There was never enough support even in the Republican-controlled Senate to sustain these challenges. But Senate Majority Leader Mitch McConnell (R-Ky.) had urged his fellow Republicans not to give them more oxygen anyway. The election was over, and it would only force Republican senators into a politically difficult vote to say as much.

Hawley didn’t listen. He announced a week before Congress was to meet that he’d be challenging the results.

His reasoning was disingenuous for two reasons. He said Democratic challenges to electoral results aren’t out of the ordinary — that is true, but only on the House side. It had been 15 years since a Democratic senator challenged results. Her fellow Democrats voted then-Sen. Barbara Boxer (Calif.) down rather than join in. It also didn’t happen in the context of an outgoing president trying to strong-arm his way into staying in power.

Hawley argued that the results in Pennsylvania in particular — perhaps the most crucial swing state Trump lost — were in question because the state changed its voting laws for the pandemic.

Hawley argued that Pennsylvania wasn’t following “its own election laws,” despite the fact that the GOP legislature and Democratic governor agreed to change them. Hawley argued that because Pennsylvania’s top court threw out a challenge to electoral laws early on, there still could be some questions to whether the changes were constitutional.

Many states — blue and red — changed the way they vote as a result of the pandemic. Especially in heavily litigated Pennsylvania, courts upheld those changes. The courts upheld both the new voting procedures in challenges before the election and the results after Trump’s campaign attempted to challenge them. One of the Trump campaign’s most brutal legal flameouts happened in Pennsylvania, at the pen of a conservative judge.

He broke the dam for other Republicans considering presidential runs

Hawley is widely assumed to be running for president in 2024, and he appeared to calculate that hewing closely to Trump was necessary for his future political ambitions.

A few days later, Sen. Ted Cruz (R-Tex.) led 10 other senators in announcing that they would also hold up electoral college results by challenging them.

Would Cruz and others have signed on to the objections without Hawley doing it first? Possibly. Trump was in talks with new Sen. Tommy Tuberville (R-Ala.) to do it. But someone had to be first, and it was Hawley.

After the riot, he doubled down rather than back down like other Republicans

Shaken lawmakers got back together in the Capitol hours after the riot — debris still strewn about and windows still broken — to resume their legal duty to count electoral votes and confirm Biden’s win.

Fourteen senators before the invasion had signaled that they’d support challenges. Afterward, a half-dozen of those changed their minds. And it was Hawley still leading the way. Taking to the Senate floor that Wednesday night, he was unapologetic about questioning election results, despite the fact that McConnell had warned earlier in the day that if the objections overturned results, that would put democracy “in a death spiral.”
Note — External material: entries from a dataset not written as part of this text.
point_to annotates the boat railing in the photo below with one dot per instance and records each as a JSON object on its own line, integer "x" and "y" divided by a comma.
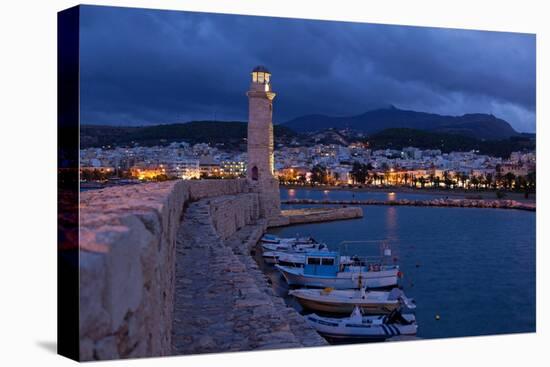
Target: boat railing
{"x": 384, "y": 248}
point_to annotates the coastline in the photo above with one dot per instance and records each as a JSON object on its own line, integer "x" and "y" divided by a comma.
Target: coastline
{"x": 451, "y": 193}
{"x": 453, "y": 203}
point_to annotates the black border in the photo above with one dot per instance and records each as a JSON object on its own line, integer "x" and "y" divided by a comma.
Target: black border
{"x": 68, "y": 182}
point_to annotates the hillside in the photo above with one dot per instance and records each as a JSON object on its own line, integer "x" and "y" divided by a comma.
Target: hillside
{"x": 228, "y": 133}
{"x": 400, "y": 138}
{"x": 480, "y": 126}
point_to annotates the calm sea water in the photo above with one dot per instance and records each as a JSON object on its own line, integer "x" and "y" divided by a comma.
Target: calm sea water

“I hope that this body will not miss the opportunity to take affirmative action to address the concerns of so many millions of Americans,” Hawley said when debate finally resumed, explaining why he was protesting Arizona’s results.
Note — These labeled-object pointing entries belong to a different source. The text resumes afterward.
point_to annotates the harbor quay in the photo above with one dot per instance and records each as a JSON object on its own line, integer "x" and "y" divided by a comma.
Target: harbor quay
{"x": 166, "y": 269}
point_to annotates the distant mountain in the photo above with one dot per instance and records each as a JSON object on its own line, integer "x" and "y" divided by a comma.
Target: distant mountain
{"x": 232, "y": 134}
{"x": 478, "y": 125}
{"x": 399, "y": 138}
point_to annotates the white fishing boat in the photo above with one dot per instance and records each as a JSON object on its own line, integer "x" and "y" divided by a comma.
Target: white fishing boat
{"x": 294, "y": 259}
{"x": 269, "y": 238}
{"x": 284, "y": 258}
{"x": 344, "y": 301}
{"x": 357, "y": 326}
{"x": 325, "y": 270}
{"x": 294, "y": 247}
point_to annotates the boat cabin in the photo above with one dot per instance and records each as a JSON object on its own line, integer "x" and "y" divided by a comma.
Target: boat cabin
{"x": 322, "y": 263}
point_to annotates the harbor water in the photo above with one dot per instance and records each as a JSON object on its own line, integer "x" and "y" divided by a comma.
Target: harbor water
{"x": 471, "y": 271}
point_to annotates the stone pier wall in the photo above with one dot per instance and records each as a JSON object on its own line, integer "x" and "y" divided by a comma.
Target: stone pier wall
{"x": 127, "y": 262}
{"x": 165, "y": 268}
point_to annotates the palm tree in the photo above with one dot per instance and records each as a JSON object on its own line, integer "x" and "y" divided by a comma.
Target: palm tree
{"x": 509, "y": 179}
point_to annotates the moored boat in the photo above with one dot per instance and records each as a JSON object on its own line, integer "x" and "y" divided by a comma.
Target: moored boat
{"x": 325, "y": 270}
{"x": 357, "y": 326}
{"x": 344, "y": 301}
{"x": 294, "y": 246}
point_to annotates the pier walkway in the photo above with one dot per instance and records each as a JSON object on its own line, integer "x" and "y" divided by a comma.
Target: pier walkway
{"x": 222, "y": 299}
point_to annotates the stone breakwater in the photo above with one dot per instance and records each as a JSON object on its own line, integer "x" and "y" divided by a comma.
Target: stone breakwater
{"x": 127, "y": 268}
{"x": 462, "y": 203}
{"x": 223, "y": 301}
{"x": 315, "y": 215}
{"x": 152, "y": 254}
What he and others fail to mention, and what became sharply clear after the violence of Wednesday, is that the “concerns” Hawley speaks of didn’t arise because of how the election was carried out. Trump’s own former attorney general said he saw no major issues, and dozens of court challenges affirmed the results. It was Trump’s unfounded claims that the election was stolen, tacitly supported by lawmakers such as Hawley raising questions about how elections were conducted, that drove such “concerns.” They ultimately manifested in a historic breach of democracy.

“You say it and say it and say it and say it,” Biden said in the wake of the attacks, about Senate Republicans’ culpability in getting to this point. “The degree to which it becomes corrosive is in direct proportion to the number of people who say it.”

Hawley wasn’t the first GOP lawmaker, nor will he be the last, to question democratic norms without evidence in the Trump era and post-Trump era. But he made himself the most prominent, and that’s why he’s being singled out.